In a paper published Dec. 17 in Astrophysical Journal Letters, Kite and colleagues at Washington University, Stanford University, and Penn State University offer an innovative explanation for this drop-off: The oceans of magma on the surface of these planets readily absorb their atmospheres once planets reach about three times the size of Earth.
Kite, who studies the history of Mars and the climates of other worlds, was well-positioned to study the question. He thought the answer might hinge on a little-studied aspect of such exoplanets. Most of the planets slightly smaller than the drop-off size are thought to have oceans of magma on their surfaces—great seas of molten rock like the ones that once covered Earth. But instead of solidifying as ours did, these are kept hot by a thick blanket of hydrogen-rich atmosphere.
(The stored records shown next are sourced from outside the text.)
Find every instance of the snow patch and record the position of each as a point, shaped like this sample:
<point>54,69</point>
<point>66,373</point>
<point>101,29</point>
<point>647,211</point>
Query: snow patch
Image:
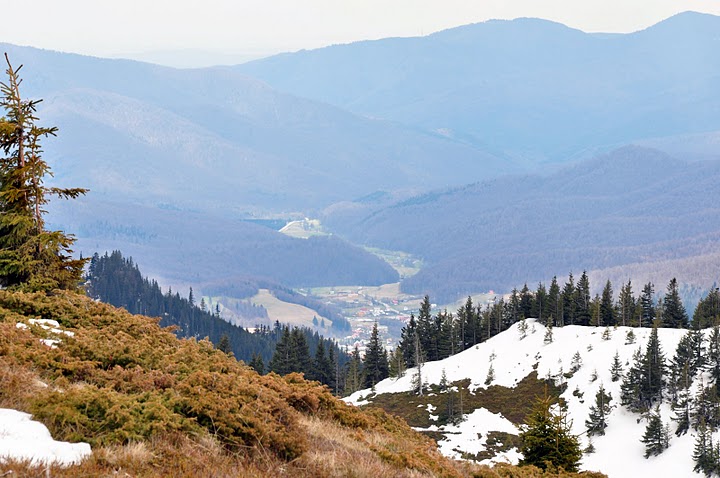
<point>22,438</point>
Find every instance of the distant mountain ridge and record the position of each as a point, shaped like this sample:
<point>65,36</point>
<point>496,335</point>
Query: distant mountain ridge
<point>525,88</point>
<point>205,138</point>
<point>632,206</point>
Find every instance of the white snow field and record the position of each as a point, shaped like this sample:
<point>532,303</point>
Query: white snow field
<point>21,438</point>
<point>619,453</point>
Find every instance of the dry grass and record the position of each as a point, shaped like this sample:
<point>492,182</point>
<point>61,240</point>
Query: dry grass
<point>156,406</point>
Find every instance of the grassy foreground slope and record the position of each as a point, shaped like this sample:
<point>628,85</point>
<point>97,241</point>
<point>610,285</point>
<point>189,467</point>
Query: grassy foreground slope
<point>153,405</point>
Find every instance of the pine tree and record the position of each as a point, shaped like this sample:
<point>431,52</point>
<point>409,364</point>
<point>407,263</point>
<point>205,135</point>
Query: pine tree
<point>597,421</point>
<point>491,375</point>
<point>31,257</point>
<point>704,453</point>
<point>707,312</point>
<point>616,368</point>
<point>257,364</point>
<point>546,440</point>
<point>674,314</point>
<point>657,436</point>
<point>582,300</point>
<point>653,369</point>
<point>548,338</point>
<point>407,342</point>
<point>396,363</point>
<point>607,309</point>
<point>681,405</point>
<point>224,344</point>
<point>353,374</point>
<point>626,304</point>
<point>647,305</point>
<point>713,355</point>
<point>554,300</point>
<point>630,389</point>
<point>568,303</point>
<point>375,366</point>
<point>321,370</point>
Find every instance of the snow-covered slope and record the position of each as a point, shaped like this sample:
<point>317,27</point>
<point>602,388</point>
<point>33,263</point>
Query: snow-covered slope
<point>619,453</point>
<point>24,439</point>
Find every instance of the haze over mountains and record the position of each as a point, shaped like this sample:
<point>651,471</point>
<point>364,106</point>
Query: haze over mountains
<point>526,88</point>
<point>635,205</point>
<point>176,158</point>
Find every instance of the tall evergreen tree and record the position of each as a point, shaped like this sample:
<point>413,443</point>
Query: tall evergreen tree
<point>526,302</point>
<point>569,305</point>
<point>597,421</point>
<point>554,301</point>
<point>321,370</point>
<point>653,369</point>
<point>656,437</point>
<point>407,341</point>
<point>707,311</point>
<point>647,305</point>
<point>682,405</point>
<point>713,355</point>
<point>540,304</point>
<point>583,300</point>
<point>353,374</point>
<point>674,314</point>
<point>705,454</point>
<point>626,305</point>
<point>616,368</point>
<point>546,441</point>
<point>607,308</point>
<point>31,257</point>
<point>375,366</point>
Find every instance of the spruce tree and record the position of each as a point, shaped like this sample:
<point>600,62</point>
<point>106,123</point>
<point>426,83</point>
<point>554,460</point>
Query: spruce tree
<point>597,421</point>
<point>705,455</point>
<point>375,366</point>
<point>682,405</point>
<point>656,437</point>
<point>568,303</point>
<point>224,344</point>
<point>554,300</point>
<point>647,305</point>
<point>707,312</point>
<point>630,389</point>
<point>31,257</point>
<point>546,440</point>
<point>257,363</point>
<point>674,314</point>
<point>626,305</point>
<point>353,374</point>
<point>321,370</point>
<point>582,300</point>
<point>607,308</point>
<point>407,342</point>
<point>653,369</point>
<point>616,368</point>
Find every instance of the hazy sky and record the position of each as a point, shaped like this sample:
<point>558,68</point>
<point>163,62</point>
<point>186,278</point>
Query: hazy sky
<point>210,31</point>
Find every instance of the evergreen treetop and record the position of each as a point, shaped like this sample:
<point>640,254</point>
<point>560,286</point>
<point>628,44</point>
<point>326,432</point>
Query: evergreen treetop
<point>31,257</point>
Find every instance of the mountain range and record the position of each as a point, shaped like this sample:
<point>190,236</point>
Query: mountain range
<point>528,89</point>
<point>486,150</point>
<point>632,206</point>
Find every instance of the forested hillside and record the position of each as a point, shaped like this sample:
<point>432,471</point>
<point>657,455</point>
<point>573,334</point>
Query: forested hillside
<point>118,281</point>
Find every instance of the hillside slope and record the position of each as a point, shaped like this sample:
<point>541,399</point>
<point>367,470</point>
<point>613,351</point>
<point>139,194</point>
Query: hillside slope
<point>495,410</point>
<point>153,405</point>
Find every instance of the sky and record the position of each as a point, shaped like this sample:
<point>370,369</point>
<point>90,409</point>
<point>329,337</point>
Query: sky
<point>183,33</point>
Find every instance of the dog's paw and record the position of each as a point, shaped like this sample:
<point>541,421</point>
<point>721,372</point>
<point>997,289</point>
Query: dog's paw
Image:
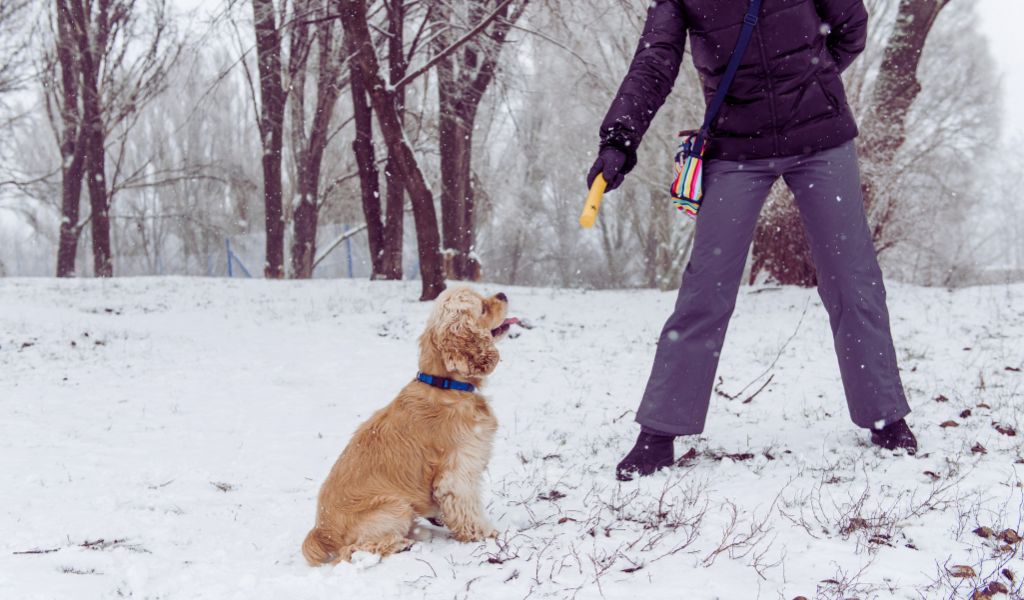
<point>475,532</point>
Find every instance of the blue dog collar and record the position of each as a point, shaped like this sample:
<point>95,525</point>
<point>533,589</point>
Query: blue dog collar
<point>443,383</point>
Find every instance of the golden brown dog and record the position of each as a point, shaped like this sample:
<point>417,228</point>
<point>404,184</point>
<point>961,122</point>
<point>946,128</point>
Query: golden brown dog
<point>422,455</point>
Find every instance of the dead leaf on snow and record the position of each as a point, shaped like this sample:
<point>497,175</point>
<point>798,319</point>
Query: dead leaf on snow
<point>962,570</point>
<point>997,588</point>
<point>1005,429</point>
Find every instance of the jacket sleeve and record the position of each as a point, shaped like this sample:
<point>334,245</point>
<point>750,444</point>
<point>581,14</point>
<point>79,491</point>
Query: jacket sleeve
<point>847,20</point>
<point>651,75</point>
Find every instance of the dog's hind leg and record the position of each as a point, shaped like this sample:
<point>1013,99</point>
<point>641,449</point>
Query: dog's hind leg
<point>320,547</point>
<point>382,529</point>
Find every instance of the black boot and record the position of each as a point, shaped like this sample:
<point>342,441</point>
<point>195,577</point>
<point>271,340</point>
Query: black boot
<point>651,453</point>
<point>895,435</point>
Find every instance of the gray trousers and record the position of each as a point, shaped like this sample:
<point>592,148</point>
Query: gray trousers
<point>826,186</point>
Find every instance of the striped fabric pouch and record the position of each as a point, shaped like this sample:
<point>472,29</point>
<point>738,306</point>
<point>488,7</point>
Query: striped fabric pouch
<point>687,189</point>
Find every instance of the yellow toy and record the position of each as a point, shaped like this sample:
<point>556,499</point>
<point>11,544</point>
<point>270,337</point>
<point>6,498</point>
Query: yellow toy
<point>593,202</point>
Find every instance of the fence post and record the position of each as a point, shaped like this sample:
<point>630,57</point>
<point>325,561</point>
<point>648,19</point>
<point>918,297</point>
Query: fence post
<point>227,246</point>
<point>348,251</point>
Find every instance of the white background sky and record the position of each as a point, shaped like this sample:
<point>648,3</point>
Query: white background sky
<point>1003,20</point>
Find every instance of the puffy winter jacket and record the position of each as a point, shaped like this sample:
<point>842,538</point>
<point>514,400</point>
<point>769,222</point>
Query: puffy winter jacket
<point>787,97</point>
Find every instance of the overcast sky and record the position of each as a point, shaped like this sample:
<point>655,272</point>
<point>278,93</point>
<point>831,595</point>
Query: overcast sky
<point>1003,20</point>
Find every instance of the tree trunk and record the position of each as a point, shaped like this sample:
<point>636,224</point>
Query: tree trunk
<point>353,18</point>
<point>363,146</point>
<point>779,244</point>
<point>780,247</point>
<point>311,157</point>
<point>395,195</point>
<point>884,131</point>
<point>72,143</point>
<point>92,38</point>
<point>271,120</point>
<point>463,79</point>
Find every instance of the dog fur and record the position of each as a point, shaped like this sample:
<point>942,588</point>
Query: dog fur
<point>424,454</point>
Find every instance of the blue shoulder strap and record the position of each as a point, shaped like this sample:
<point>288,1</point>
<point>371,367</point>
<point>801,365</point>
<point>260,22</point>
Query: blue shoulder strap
<point>750,20</point>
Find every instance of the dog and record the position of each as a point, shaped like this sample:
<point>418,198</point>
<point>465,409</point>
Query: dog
<point>424,454</point>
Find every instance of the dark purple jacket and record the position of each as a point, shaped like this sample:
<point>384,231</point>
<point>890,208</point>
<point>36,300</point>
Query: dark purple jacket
<point>787,97</point>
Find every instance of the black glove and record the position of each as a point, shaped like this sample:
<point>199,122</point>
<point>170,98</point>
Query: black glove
<point>613,164</point>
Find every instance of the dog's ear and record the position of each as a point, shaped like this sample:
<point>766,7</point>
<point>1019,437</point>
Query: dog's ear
<point>465,347</point>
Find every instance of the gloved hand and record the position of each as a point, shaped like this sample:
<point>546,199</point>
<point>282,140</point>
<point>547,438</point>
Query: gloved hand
<point>613,164</point>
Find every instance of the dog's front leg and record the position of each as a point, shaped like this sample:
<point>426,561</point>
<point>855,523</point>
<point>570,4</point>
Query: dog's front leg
<point>458,493</point>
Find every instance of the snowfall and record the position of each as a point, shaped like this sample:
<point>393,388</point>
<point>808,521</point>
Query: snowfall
<point>167,438</point>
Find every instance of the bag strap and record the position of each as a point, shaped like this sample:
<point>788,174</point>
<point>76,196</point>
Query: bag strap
<point>750,20</point>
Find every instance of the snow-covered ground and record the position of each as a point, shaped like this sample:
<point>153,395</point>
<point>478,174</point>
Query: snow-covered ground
<point>166,438</point>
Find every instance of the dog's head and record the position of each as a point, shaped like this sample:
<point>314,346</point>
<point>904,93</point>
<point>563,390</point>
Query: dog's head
<point>461,334</point>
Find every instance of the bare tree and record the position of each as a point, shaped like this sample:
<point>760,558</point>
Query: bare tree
<point>273,96</point>
<point>108,71</point>
<point>308,146</point>
<point>463,79</point>
<point>367,65</point>
<point>780,249</point>
<point>385,226</point>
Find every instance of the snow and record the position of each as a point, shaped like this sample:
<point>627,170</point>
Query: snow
<point>166,437</point>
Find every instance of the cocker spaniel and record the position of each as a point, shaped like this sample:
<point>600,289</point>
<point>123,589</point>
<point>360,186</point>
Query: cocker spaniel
<point>424,454</point>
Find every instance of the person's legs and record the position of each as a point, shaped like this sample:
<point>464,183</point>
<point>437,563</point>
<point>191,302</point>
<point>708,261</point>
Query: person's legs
<point>680,385</point>
<point>678,392</point>
<point>826,186</point>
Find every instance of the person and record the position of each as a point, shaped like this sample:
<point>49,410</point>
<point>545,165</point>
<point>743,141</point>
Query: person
<point>785,115</point>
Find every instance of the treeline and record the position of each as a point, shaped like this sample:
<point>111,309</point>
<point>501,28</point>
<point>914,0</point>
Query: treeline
<point>450,136</point>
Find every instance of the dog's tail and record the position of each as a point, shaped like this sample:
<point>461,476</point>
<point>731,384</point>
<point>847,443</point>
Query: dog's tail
<point>318,548</point>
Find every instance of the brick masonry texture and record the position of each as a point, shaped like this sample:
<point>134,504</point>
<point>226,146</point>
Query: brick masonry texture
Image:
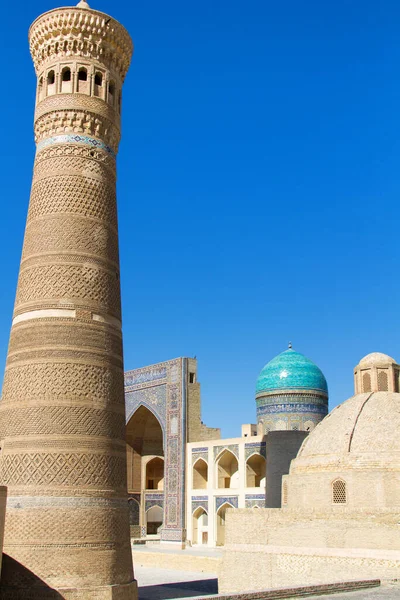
<point>62,410</point>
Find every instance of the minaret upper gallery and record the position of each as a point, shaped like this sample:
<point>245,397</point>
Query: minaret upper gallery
<point>62,412</point>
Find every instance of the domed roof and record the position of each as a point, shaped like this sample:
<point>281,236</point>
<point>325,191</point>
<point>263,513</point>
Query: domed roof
<point>291,370</point>
<point>376,358</point>
<point>367,424</point>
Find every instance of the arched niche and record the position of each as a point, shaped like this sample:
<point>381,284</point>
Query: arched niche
<point>155,474</point>
<point>221,513</point>
<point>200,474</point>
<point>200,526</point>
<point>255,471</point>
<point>154,519</point>
<point>227,470</point>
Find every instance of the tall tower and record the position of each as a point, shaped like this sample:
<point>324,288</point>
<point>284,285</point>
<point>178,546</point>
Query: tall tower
<point>62,413</point>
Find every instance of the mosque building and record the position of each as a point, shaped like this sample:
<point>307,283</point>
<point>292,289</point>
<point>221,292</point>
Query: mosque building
<point>182,477</point>
<point>340,512</point>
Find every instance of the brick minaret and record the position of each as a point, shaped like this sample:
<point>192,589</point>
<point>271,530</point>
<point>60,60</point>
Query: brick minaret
<point>62,413</point>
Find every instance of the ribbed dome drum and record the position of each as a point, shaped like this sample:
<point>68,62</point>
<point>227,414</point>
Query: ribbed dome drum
<point>291,393</point>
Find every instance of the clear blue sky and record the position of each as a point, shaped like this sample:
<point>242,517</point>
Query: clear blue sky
<point>258,186</point>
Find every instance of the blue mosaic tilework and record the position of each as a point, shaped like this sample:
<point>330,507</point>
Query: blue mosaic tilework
<point>255,496</point>
<point>77,139</point>
<point>252,500</point>
<point>255,448</point>
<point>220,500</point>
<point>199,502</point>
<point>291,408</point>
<point>132,378</point>
<point>234,448</point>
<point>155,499</point>
<point>154,398</point>
<point>292,370</point>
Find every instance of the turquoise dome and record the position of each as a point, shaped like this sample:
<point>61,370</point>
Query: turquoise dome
<point>291,370</point>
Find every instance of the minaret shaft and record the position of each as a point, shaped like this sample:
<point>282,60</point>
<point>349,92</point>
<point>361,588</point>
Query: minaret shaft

"So far, almost all models we have ignore this magma, treating it as chemically inert, but liquid rock is almost as runny as water and very reactive," said Kite, an assistant professor in the Department of Geophysical Sciences.
The question Kite and his colleagues considered was whether, as the planets acquired more hydrogen, the ocean might begin to "eat" the sky. In this scenario, as the planet acquires more gas, it piles up in the atmosphere, and the pressure at the bottom where the atmosphere meets the magma starts to build. At first, the magma takes up the added gas at a steady rate, but as the pressure rises, the hydrogen starts to dissolve much more readily into the magma.
"Not only that, but the little bit of the added gas that stays in the atmosphere raises the atmospheric pressure, and thus an even greater fraction of later-arriving gas will dissolve into the magma," Kite said.
Thus the planet's growth stalls out before it reaches the size of Neptune. (Because the majority of the volume of these planets is in the atmosphere, shrinking the atmosphere shrinks the planets.)
The authors call this the "fugacity crisis," after the term that measures how much more readily a gas dissolves into a mixture than what would be expected based on pressure.
The theory fits well with existing observations, Kite said. There are also several markers that astronomers could look for in future. For example, if the theory is correct, planets with magma oceans that are cold enough to have crystallized on the surface should display different profiles, since this would prevent the ocean from absorbing so much hydrogen. Ongoing and future surveys from TESS and other telescopes should give astronomers more data with which to work.
"Nothing like these worlds exists in our solar system," said Kite. "Although our work suggests a solution to one of the puzzles posed by sub-Neptune exoplanets, they still have a lot to teach us!"